The grand poobahs of finance practiced their secret handshakes in İstanbul this week, nervous whether they could adapt to the new rituals being forced on them by an economic crisis and shifting balance of power among the top global economies.
Demonstrators protested against what they perceive to be the destructive lending policies of the International Monetary Fund (IMF) and World Bank, while economists and policy analysts wondered about the changing global financial landscape and the need for collaboration among the masters of old money and new.
Meanwhile the so-called Bretton Woods institutions, the World Bank and all its affiliated organizations, had ordinary business to attend to, the most urgent being accommodating powerful emerging markets like China, India, Brazil and yes, Turkey, into the new world order.
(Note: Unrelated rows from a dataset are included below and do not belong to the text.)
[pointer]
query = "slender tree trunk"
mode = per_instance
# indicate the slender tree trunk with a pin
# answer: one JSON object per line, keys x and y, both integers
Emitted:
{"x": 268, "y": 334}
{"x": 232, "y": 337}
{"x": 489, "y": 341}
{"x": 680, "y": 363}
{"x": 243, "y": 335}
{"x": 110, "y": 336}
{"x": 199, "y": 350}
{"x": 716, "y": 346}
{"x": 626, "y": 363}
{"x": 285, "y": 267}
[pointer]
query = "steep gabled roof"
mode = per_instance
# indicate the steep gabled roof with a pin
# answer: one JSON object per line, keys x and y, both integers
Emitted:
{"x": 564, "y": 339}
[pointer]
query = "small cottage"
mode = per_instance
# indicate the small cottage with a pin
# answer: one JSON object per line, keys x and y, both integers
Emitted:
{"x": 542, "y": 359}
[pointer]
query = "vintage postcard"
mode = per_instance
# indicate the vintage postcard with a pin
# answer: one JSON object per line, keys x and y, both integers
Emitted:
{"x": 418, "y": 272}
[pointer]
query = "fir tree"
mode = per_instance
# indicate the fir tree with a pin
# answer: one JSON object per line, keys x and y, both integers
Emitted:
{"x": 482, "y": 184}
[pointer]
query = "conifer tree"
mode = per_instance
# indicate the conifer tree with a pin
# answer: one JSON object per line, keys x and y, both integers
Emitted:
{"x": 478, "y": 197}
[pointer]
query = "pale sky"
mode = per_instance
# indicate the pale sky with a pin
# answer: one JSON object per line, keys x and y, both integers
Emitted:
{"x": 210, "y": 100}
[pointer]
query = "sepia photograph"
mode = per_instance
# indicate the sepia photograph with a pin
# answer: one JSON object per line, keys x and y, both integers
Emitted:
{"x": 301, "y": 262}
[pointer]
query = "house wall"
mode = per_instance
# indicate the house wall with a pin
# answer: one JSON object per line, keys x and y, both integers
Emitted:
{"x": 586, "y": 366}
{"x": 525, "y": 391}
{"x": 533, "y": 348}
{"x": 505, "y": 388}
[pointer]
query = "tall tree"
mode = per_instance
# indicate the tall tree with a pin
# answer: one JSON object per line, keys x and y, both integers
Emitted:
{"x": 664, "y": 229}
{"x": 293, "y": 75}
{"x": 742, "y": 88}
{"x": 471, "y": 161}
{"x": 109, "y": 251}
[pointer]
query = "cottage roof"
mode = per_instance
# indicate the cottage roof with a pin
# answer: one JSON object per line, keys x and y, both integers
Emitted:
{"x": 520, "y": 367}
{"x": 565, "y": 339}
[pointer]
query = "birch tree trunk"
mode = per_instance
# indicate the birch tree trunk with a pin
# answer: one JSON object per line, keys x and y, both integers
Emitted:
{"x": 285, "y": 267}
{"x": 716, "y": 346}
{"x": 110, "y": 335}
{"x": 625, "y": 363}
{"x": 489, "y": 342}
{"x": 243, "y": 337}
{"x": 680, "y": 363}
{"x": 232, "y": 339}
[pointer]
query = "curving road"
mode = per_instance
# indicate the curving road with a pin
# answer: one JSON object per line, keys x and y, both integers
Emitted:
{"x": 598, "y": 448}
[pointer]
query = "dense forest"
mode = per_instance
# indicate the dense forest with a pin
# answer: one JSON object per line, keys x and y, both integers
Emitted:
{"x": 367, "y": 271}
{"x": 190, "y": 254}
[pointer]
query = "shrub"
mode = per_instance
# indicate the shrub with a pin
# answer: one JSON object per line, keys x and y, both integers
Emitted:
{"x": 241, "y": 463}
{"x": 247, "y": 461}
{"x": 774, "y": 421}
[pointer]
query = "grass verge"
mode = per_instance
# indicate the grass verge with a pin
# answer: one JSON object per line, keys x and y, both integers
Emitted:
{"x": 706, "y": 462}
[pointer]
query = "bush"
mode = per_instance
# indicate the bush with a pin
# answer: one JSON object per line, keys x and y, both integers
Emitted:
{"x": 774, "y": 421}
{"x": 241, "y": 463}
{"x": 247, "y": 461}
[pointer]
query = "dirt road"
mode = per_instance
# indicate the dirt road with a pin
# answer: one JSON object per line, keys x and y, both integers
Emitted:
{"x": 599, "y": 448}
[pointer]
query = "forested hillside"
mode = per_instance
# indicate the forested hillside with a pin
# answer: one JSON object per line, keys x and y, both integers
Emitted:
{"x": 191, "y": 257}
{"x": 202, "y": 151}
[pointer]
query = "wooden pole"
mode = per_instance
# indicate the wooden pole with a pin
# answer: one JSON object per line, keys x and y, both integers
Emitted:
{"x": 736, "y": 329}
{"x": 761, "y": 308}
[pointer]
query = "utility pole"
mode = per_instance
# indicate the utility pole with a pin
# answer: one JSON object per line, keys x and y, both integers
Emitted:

World Bank President Robert Zoellick said that he met with the bank's Development Committee and discussed ways to change with the times. “The agenda included ensuring that developing countries will get a bigger say in how the institution is run,” he said. “This meeting committed to reaching an agreement by the World Bank spring meetings next year on shifting at least 3 percentage points of voting power to developing countries. That would give them 47 percent in total, at least. It also supported moving towards an equitable voting power to developing countries over time.”
Zoellick said the agenda also included making sure that the World Bank Group has enough resources, creating a new facility to rapidly disburse grants and no-interest loans to the world's 79 poorest countries and putting into effect the G-20's call for a $20 billion food security facility. The latter was really a call on the G-8 to fulfill the pledges made in July to invest $20 billion in agricultural development and food aid over the coming three years.
Serving both rich and poor
Jim O'Neill, chief economist at Goldman Sachs, worried that the IMF might miss an historic opportunity to position itself to be a key player in preventing future crises. “The IMF has been given loads of opportunities here and needs to seize the moment,” O'Neill said in a Bloomberg interview. “I'm not convinced they will. [Dominique] Strauss-Kahn [the IMF director] is doing a good job, but they should be bolder. They are still beholden to those who own them.”